B. Deus é auto-existente
Então o profeta acrescenta algo mais: “Não és tu desde a eternidade, ó Senhor”, e ao dizer Senhor usa o grande nome de “Jeová”. “Não és tu desde a eternidade, ó Jeová?” Esse nome diz–nos que Deus é o auto-existente, o eterno EU SOU. “Assim dirás aos filhos de Israel”, Deus havia dito a Moisés, “EU SOU me enviou a vós outros.” O nome “EU SOU o que SOU” significa: “Eu sou o Absoluto, o auto-existente.” Aqui está a segunda proposição vital. Deus não depende, em nenhum sentido, de nada que acontece no mundo, mas existe em si mesmo. Não só Ele não é dependente do mundo, mas nunca teria necessidade de criá-lo se não o desejasse. A tremenda verdade concernente à Trindade é que uma vida eternamente auto-existente reside na Divindade— Pai, Filho e Espírito Santo. Aqui, de novo, está a maravilhosa certeza: “Estou certo de que Deus não depende deste mundo, porque é auto-existente: ele é Senhor, é Jeová, o grande EU SOU.” O problema começa a desaparecer.
C. Deus é santo
O profeta traz, então, à lembrança que outro absoluto de Deus é sua santidade. “Não és tu desde a eternidade, ó Senhor meu Deus, ó meu Santo?” Habacuque está seguro não sei da existência eterna de Deus, não só de sua auto-existência, e de sua independência de tudo e de todos, mas de que ele é o “Santo”, total e absolutamente justo e santo, “um fogo consumidor”. “Deus é luz, e não há nele treva nenhuma.” No momento em que consideramos as Escrituras dessa maneira, somos obrigados a perguntar: “Pode o Senhor da terra cometer injustiça?” Tal coisa é inimaginável.
D. Deus é todo-poderoso
Vem, a seguir, a próxima proposição do profeta. Diz ele: “O Senhor, para executar juízo puseste aquele povo; tu, ó Rocha, o fundaste para servir de disciplina.” Assim, outra coisa da qual ele está certo é que Deus é todo-poderoso. O Deus que do nada criou o mundo, que disse: “Haja luz” e houve luz, tem poder absoluto, tem poder ilimitado. Ele é a “Rocha”.
E. Deus é fiel
Há, entretanto, outra proposição que o profeta apresenta concernente a Deus, que é, em muitos sentidos, a mais importante de todas com respe’ to ao problema com o qual se defronta: “Não és tu desde a eternidade, ó Senhor meu Deus ó meu Santo? Não morreremos.” Que significam estas palavras: “Meu Deus, meu Santo, não morreremos”? Ele está-se recordando de que Deus é o Deus da aliança. Embora independente e absoluto, eterno, poderoso, justo e santo, não obstante Deus condescendeu em fazer aliança com os homens.

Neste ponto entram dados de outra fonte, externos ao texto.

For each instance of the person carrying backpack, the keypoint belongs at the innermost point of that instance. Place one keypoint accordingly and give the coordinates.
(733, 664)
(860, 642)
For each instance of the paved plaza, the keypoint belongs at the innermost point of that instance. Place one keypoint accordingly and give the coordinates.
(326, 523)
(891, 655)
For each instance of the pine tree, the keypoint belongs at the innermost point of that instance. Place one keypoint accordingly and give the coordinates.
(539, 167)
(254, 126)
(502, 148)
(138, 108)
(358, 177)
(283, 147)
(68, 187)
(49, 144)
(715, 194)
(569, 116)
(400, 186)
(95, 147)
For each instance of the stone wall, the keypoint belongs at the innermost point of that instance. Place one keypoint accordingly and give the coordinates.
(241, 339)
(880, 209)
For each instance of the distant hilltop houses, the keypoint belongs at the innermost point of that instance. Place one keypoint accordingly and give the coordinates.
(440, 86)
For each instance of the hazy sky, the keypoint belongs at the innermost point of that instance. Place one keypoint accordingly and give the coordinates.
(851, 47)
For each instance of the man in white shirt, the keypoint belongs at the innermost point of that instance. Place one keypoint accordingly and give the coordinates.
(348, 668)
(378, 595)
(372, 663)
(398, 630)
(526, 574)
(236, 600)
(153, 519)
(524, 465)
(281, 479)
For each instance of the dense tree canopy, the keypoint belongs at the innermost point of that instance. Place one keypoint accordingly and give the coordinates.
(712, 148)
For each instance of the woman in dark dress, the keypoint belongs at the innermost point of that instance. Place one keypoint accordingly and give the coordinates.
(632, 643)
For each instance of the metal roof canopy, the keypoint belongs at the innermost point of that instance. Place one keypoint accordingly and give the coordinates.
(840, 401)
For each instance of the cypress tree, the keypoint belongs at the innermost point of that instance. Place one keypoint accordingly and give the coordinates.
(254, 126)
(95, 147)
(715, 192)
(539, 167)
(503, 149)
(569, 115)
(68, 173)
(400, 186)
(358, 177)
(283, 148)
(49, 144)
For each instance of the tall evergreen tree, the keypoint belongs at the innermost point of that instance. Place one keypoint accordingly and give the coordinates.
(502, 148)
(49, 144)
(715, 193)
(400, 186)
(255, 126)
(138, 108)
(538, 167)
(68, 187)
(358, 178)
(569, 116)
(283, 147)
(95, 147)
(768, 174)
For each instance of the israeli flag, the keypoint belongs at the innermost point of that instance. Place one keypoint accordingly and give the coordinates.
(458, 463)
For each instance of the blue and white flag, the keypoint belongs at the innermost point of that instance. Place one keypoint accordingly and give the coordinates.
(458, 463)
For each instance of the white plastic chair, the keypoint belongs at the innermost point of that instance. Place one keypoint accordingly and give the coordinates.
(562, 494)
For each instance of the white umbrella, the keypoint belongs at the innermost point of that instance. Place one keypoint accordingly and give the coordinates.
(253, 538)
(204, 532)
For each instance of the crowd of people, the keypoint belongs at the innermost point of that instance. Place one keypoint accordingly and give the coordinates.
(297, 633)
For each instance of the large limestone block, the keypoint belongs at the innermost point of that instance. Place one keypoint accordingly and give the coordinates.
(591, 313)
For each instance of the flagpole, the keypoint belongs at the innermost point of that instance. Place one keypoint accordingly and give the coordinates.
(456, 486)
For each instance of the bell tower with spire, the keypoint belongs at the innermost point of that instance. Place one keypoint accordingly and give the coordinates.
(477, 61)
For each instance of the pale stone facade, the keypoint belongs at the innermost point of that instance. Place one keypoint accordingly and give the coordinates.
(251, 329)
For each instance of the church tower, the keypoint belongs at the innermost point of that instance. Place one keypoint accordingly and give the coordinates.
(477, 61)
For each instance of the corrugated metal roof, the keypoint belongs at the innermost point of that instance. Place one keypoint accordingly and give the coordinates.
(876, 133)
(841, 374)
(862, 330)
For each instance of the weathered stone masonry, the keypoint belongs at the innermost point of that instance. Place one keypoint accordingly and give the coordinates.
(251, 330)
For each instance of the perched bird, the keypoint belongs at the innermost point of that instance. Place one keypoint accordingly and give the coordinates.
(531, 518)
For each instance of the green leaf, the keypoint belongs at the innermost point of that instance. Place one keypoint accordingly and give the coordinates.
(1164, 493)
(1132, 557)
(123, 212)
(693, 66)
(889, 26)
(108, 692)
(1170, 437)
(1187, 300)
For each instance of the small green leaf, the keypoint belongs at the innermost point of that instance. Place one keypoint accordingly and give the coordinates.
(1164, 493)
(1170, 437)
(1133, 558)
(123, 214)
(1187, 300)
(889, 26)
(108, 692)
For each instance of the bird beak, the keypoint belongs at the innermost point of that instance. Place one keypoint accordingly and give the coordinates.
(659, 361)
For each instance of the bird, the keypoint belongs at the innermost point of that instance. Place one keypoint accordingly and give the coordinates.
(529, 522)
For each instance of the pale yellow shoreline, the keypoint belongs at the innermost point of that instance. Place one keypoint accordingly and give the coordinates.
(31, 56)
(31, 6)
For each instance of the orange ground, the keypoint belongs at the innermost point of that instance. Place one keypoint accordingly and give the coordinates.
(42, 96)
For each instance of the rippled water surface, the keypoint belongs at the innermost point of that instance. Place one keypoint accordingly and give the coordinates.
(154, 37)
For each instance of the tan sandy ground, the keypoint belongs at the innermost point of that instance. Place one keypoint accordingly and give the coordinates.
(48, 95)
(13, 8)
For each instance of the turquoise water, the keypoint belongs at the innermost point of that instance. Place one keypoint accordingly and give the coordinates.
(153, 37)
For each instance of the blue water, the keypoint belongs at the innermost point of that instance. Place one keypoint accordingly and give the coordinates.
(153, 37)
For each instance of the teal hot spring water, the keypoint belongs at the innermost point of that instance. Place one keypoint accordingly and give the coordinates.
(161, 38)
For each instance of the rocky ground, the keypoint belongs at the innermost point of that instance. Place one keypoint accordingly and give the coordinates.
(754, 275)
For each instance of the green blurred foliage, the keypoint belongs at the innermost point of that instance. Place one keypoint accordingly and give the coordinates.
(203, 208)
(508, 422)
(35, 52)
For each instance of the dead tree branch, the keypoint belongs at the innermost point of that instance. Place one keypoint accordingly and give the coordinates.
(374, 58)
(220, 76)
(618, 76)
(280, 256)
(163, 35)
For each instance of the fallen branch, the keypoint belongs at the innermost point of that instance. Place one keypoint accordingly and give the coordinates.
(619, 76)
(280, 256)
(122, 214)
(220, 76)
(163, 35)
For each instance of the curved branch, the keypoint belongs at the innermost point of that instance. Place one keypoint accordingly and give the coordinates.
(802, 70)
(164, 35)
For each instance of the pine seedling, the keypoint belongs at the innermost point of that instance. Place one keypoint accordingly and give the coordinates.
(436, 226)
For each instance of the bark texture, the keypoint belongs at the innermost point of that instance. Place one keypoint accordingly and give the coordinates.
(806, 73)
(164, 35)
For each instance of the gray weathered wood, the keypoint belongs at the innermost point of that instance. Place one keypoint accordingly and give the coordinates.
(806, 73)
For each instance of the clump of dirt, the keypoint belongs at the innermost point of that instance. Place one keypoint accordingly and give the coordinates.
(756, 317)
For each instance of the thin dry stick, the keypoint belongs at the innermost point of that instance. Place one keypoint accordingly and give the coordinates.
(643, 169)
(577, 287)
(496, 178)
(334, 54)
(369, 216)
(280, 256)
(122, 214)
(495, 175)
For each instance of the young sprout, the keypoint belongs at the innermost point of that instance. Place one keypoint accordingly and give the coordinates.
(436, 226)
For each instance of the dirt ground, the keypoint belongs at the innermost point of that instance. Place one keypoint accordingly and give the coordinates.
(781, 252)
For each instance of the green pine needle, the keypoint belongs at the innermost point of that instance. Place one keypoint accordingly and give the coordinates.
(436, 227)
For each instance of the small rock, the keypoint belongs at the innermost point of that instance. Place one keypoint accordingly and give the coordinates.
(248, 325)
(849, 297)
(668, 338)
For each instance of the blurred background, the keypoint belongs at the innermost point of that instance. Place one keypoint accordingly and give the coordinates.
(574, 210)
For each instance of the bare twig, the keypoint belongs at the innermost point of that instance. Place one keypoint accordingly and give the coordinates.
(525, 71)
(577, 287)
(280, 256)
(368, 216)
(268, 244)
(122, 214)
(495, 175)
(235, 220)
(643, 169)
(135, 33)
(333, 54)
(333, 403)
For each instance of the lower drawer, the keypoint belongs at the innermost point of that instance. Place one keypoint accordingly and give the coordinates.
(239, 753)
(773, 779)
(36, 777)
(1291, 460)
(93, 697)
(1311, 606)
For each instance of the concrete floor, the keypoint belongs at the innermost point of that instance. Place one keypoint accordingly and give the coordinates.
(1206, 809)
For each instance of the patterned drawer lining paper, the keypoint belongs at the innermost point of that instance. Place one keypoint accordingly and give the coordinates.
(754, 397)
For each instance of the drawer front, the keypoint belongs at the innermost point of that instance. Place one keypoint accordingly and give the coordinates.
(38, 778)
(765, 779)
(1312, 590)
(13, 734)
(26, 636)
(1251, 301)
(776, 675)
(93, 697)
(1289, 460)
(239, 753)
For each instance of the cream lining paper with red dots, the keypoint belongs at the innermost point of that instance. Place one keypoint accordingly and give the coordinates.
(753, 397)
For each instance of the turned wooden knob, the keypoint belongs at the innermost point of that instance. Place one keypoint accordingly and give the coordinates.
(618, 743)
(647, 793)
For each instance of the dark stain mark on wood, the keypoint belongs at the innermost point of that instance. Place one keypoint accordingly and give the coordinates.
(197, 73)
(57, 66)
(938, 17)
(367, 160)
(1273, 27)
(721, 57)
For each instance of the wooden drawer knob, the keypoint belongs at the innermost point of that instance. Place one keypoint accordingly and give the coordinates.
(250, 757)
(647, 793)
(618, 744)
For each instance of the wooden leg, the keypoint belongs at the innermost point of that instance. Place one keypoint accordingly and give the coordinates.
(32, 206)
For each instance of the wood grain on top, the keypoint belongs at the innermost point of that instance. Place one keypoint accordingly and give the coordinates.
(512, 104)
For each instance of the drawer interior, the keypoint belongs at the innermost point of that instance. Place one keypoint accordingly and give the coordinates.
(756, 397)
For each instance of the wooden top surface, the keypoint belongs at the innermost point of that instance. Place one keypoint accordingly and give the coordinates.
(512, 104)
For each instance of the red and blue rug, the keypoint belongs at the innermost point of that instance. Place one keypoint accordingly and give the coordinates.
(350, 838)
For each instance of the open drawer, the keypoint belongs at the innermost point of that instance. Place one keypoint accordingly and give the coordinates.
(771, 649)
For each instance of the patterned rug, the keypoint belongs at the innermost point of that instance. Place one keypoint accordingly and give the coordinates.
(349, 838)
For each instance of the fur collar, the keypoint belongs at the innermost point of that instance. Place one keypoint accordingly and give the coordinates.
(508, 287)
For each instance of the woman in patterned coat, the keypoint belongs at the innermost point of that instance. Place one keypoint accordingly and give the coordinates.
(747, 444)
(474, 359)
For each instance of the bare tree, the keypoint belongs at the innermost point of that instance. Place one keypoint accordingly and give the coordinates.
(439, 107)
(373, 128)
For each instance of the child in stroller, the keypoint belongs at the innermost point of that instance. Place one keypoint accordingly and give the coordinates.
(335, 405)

Fez uma aliança com Abraão, à qual o profeta se refere aqui, e renovou esta aliança com Isaque e com Jacó. Renovou-a outra vez com Davi. Foi esta aliança que deu a Israel o direito de voltar-se para Deus e dizer: “Meu Deus, meu Santo.” O profeta lembra-se de que Deus disse: “Eu serei o seu Deus e eles serão o meu povo.” Para esses santos homens, para os profetas, e para todos quantos tinham discernimento espiritual em Israel, este fato era mais significativo do que qualquer outra coisa. Conquanto cressem nos atributos eternos de Deus, podiam sentir arrepios em face da idéia de que tal Deus pudesse estar distante nos céus e esquecido das necessidades do povo. Mas o que vinculava Deus ao povo era o conhecimento de que era um Deus fiel, que cumpria a aliança. Ele dera a sua palavra e jamais a quebraria. Pensando na aliança, o profeta pode dizer: “Meu Deus Santo”‘ e acrescenta: “Não morreremos, exército caldeu podia fazer o que quisesse, nunca exterminaria a Israel, porque Deus havia feito determinadas promessas que jamais quebraria.
Havendo formulado suas proposições, o profeta agora traz o problema para o contexto lesses princípios absolutos e eternos. E isto é o que ele diz: “Para executar juízo puseste aquele . o fundaste para servir de disciplina.” Ele deduz sua resposta à pergunta acerca dos caldeus raciocinando: “Deus os deve estar suscitando para o benefício de Israel; disto posso estar absolutamente certo. Não que os caldeus tenham tomado a lei em suas próprias mãos; não que Deus não possa restringi-los. Tais coisas são impossíveis em face de minhas proposições. Deus está apenas utilizando-os para seus próprios fins (“Para executar juízo puseste aquele povo; fundaste-o para servir de disciplina”); e ele está levando a cabo esses fins. Não entendo plenamente o problema, mas estou bem seguro de que não seremos exterminados. Este não será o fim da história de Israel; embora, segundo a descrição, aparentemente sobrarão bem poucos, seremos levados para o cativeiro. Mas ficará um remanescente, porque o Todo-poderoso ainda é Deus, e ele está usando os caldeus para fazer algo que está dentro do propósito da aliança. Deus não está revelando fraqueza. Ele não está sendo derrotado. Deus, pelo fato de ser o que é, está fazendo isto, e o faz para seu próprio nobre fim e objetivo.”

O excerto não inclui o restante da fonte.